Taking in aggregate all of the above age bounds, we can confidently rule out ages <200 Myr for the TYC 8830 410 1 system. The best age estimate is roughly Hyades-aged (≈600 Myr), but the system could very well be between 500 Myr and 2 Gyr in age. X-ray detections of both stars could help improve the age estimate for this system, as well as high signal-to-noise ratio optical spectroscopy monitoring the Ca ii H + K chromospheric activity (especially if a stellar rotation period could be measured).

Based on the best age estimate above, TYC 8830 410 1 is intermediate in age relative to other known extremely dusty main-sequence stars, which span from several megayears to >1 Gyr (e.g., Melis 2016; Moór et al. 2021, and references therein). Notably, most extreme debris disk systems have ages ≲200 Myr with the exceptions of BD+20 307 (age > 1 Gyr, Zuckerman et al. 2008; Moór et al. 2021) and TYC 4479 3 1 (age 5 ± 2 Gyr, Moór et al. 2021). The latter system we consider to be contaminated by Galactic dust emission (see Figure 1 of Moór et al. 2021 where extended nebular emission overlapping with the star is clearly evident in the WISE channels where excess is claimed); it needs to be confirmed with higher resolution mid-infrared imaging before being included in any extremely dusty main-sequence star analyses. As such, TYC 8830 410 1 and BD+20 307 are the oldest (confirmed) extremely dusty main-sequence stars known and TYC 8830 410 1 the oldest such system where the dusty debris eclipses the host star (robust ages are not yet known for systems presented by Tajiri et al. 2020).

TYC 8830 410 1 joins the growing number of extremely dusty main-sequence stars with wide-separation binary companions. This association was first noted by Zuckerman (2015) and expanded upon in Moór et al. (2021). The assertion by Moór et al. (2021) that such dusty systems are more likely to host wide-separation companions as a function of age is supported by the age estimate for TYC 8830 410 1 derived here. Moór et al. (2021) develop a cometary delivery model to explain the origin of extremely dusty main-sequence stars—especially the older population—and suggest perhaps such delivery is amplified by instabilities due to wide-separation companions.
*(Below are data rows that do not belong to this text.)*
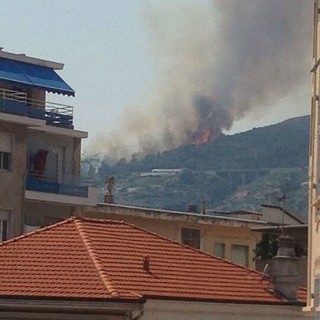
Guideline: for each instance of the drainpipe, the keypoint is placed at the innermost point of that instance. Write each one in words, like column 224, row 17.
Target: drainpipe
column 285, row 269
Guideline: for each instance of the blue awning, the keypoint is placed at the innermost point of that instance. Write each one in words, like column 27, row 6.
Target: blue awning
column 33, row 75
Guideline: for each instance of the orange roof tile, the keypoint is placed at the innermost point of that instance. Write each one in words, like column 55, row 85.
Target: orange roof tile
column 104, row 259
The cometary model proposed by Moór et al. (2021) suffers from a major weakness in that any instability which sends a significant quantity of mass to a star's inner planetary system should also produce a substantial population of small dust grains in the star's outer planetary system (e.g., Fujiwara et al. 2012b; Bonsor et al. 2013, 2014; Raymond & Bonsor 2014, and references therein). Indeed, Moór et al. (2021) acknowledge this shortcoming of their proposed cometary model and note results by Vican et al. (2016) which show very few extremely dusty main-sequence stars host outer planetary system dust populations consistent with a cometary model. In Section 6, we suggest an alternative model that will be explored further in later works.
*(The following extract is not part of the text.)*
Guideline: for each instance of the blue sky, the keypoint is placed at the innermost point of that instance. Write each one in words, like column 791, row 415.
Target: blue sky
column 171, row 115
With a fractional infrared luminosity of ∼1%, TYC 8830 410 1 is not especially remarkable among the currently known sample of extremely dusty main-sequence stars. The dust composition is at first glance reasonably compatible with what is seen for other such stars (e.g., Olofsson et al. 2012 and references therein), although the available data leaves ambiguous many of the dust properties. One potentially interesting difference that remains to be conclusively measured is an apparent enstatite dominance over forsterite. In some of our models there can be as much as a factor of 2 more enstatite than forsterite which is not typically seen in extremely dusty star disks (e.g., Fujiwara et al. 2010; Olofsson et al. 2012). Enstatite-rich bodies are known in the solar system, including the surface of Mercury and E-type asteroids which make up a significant fraction of the inner asteroid belt (e.g., Zellner et al. 1977; Keil et al. 1989; Sprague & Roush 1998). Future comprehensive mid-infrared spectroscopy (e.g., with James Webb Space Telescope) can help establish if this result is robust for TYC 8830 410 1.
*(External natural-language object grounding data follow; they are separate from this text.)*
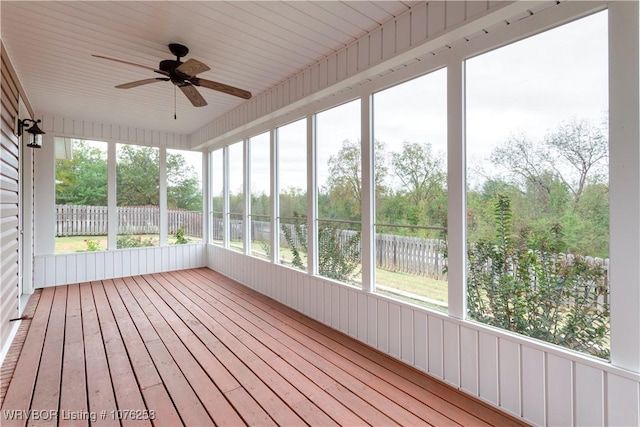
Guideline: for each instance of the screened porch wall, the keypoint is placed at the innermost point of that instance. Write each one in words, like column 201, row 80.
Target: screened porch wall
column 543, row 384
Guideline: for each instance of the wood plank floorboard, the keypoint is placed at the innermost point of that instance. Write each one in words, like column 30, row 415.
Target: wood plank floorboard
column 196, row 348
With the photometric monitoring conducted to date it is not possible to demonstrate if the deeper dips seen are (quasi-)periodic or aperiodic. Routine monitoring at a cadence of ≲1 day without gaps in temporal coverage is essential to catch these events or conclusively say they did not occur. For example, the sporadic cadence of the ASAS-SN monitoring could easily have missed any number of ∼1.5 day duration events like those seen in the TESS and LCOGT data. Two such events are found in the LCOGT monitoring from 2020 April to September separated by about 82 days, although the April event was captured with a single epoch only and sufficient gaps in coverage are present that other events could have been missed. Even allowing for missed events, it is not possible to find a periodic spacing that matches the four lowest measured magnitudes in the ASAS-SN data, the deep dip in the TESS data, and the two deep dips in the LCOGT data. A period near 180 days can get close to lining up most of the ASAS-SN and first LCOGT deep dips, but not the TESS and second LCOGT deep dips which appear to themselves be separated by a factor of roughly 180 days. A speculative idea is that we might be seeing multiple orbiting sites of major collisions that shear out and disperse with time.

Stochastic variability similarly has no discernible period associated with it. This combined with a lack of strong magnetic activity on TYC 8830 410 1 indicates that this variability must also be due to dust transiting across the face of the star. The medium dimming events are a few times more frequent than deep dimming events and tend to be longer in duration (∼3 days in the TESS Sector 28 light curve), but again show no clear periodicity in the available data.

We conclude that all variability seen in optical light curves for TYC 8830 410 1 is due to transiting dust. It is not possible to robustly identify the configuration of such dust with the available data, but we comment on two possibilities. In one configuration, the dust disk is vertically thin (scale height ≲ the stellar diameter), radially narrow (ΔR_dust < 0.1 R_dust), and the dust is fairly homogeneous in density in the vertical and radial axes. In this case all the light curve changes are due to changes in the azimuthal density in the dust and indicate substantial clumpiness in the dust ring. Such a configuration would be reminiscent of the distribution of material presented in Watt et al. (2021) for post-giant impact-type events. Adapting the models of Watt et al. (2021) to predict stellar brightness changes if post-collision dusty ejecta transits the host star would be valuable in further assessing the nature of TYC 8830 410 1 and possibly the systems presented by Gaidos et al. (2019) and Tajiri et al. (2020).

In a another—perhaps more contrived—configuration, the dust disk is again radially narrow and the density is homogeneous in the radial and azimuthal axes. The disk has a structured vertical density distribution and is additionally warped and precessing. Such a configuration has been suggested for pre-main-sequence "dipper" stars where gas and/or interactions with stellar magnetic fields help shape the disk inner edge (e.g., Bouvier et al. 2003 and references therein). However, there is currently no evidence for gas in the disk around TYC 8830 410 1, and it appears to lie at orbital separations well beyond the reaches of the stellar magnetic field (Section 4.2). As such, any vertical structuring in its disk (if present) would have to come from other sources, perhaps from Kozai–Lidov-type interactions with the wide M-type companion. In this case the changes in the light curve are due to the different heights in the disk being probed by the line of sight to the star. They would not be strictly periodic due to the precession of the warp and possibly due to warp evolution.